Protestors in Denver mark a first aid station with plywood and spray-paint. Photo contributed by Jack Ray ’24.

One student who has witnessed the frustrations of lacking leadership is first year Jack Ray. He has participated in several protests in his home state of Colorado. In March and April he attended Black Lives Matter protests at the capitol in Denver. Protestors were immensely frustrated over a lack of federal leadership. Chants targeted President Trump negatively and with profanity. 

“One of the things that I found very powerful was the fact that the capitol building windows were smashed and boarded up, a lot of broken lights, a lot of graffiti on the capitol building,” Ray said.

It was upsetting to him that people felt the need to put their lives at risk in order to have their voices be heard. He would leave before he felt in danger. He stills has mixed feelings and emotions as he looks back.

“Happy that many people were out there speaking up against this injustice, but sad that it exists in the first place,” Ray said.

In regards to the coming election, he feels forced into a difficult situation. Although he will vote for Joe Biden, he would rather have had Bernie Sanders as the nominee. 
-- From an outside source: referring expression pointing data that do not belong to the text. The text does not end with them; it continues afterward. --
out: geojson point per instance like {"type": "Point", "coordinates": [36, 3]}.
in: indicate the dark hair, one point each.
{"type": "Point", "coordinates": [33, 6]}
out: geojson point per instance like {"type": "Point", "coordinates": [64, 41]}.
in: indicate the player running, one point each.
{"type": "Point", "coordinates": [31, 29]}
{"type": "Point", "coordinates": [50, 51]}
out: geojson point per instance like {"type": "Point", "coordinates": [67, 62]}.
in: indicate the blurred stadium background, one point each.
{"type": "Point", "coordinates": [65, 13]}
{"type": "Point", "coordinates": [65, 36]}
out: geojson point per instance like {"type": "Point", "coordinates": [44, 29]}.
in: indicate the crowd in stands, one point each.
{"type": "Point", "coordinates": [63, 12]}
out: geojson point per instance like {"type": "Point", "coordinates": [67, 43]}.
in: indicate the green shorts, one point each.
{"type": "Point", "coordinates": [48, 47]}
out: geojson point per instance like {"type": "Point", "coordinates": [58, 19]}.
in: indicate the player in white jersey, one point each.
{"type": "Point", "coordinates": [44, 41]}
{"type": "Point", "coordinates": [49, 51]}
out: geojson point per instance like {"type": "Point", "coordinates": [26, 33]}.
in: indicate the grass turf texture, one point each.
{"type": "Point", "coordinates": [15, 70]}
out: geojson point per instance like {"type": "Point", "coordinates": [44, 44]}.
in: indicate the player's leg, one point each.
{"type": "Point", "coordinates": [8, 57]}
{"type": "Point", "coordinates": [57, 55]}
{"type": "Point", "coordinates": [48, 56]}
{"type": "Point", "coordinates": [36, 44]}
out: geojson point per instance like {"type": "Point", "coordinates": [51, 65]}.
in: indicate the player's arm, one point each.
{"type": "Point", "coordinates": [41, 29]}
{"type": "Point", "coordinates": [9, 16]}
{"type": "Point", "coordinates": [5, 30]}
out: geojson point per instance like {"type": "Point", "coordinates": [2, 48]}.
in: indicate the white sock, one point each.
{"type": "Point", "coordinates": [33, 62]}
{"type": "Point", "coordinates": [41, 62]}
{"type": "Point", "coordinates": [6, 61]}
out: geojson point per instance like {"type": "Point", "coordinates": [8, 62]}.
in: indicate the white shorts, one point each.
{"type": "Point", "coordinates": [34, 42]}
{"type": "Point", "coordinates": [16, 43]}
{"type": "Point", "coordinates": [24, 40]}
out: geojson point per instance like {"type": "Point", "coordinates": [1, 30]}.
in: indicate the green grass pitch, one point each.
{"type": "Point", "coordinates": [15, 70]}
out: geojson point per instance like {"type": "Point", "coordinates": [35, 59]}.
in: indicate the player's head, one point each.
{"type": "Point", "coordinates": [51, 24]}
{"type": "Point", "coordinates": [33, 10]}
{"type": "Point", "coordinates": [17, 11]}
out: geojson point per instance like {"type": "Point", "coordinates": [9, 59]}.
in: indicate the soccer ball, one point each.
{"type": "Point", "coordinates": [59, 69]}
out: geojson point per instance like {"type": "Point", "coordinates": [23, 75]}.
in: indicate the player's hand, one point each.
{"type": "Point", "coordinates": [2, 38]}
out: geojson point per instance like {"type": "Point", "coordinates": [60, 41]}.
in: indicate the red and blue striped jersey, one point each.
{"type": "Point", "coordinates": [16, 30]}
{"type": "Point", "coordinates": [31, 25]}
“I don’t feel like either one [Joe Biden and Donald Trump] intends to be working towards racial equality.” 

Juniors Kate Traylor and Rain Naylor write letters as part of Vote Forward. Photo contributed by Jess Zaslove ’22.

In spite of frustrations, Whitman students are aware of the deep importance of this election. Voter turnout is often key and even just a few hours of work can lead to real results. Students have been using the nonpartisan letter-writing platform Vote Forward to make activism a part of their lives. Junior Jess Zaslove usually spends Wednesday evenings baking with her housemates, so one day they decided to also make it a letter writing night. Each person picked a state and wrote twenty letters, making a house total of one hundred letters over five housemates.

“It’s a stressful election but it’s been great to feel like there’s actually something we can do,” Zaslove said.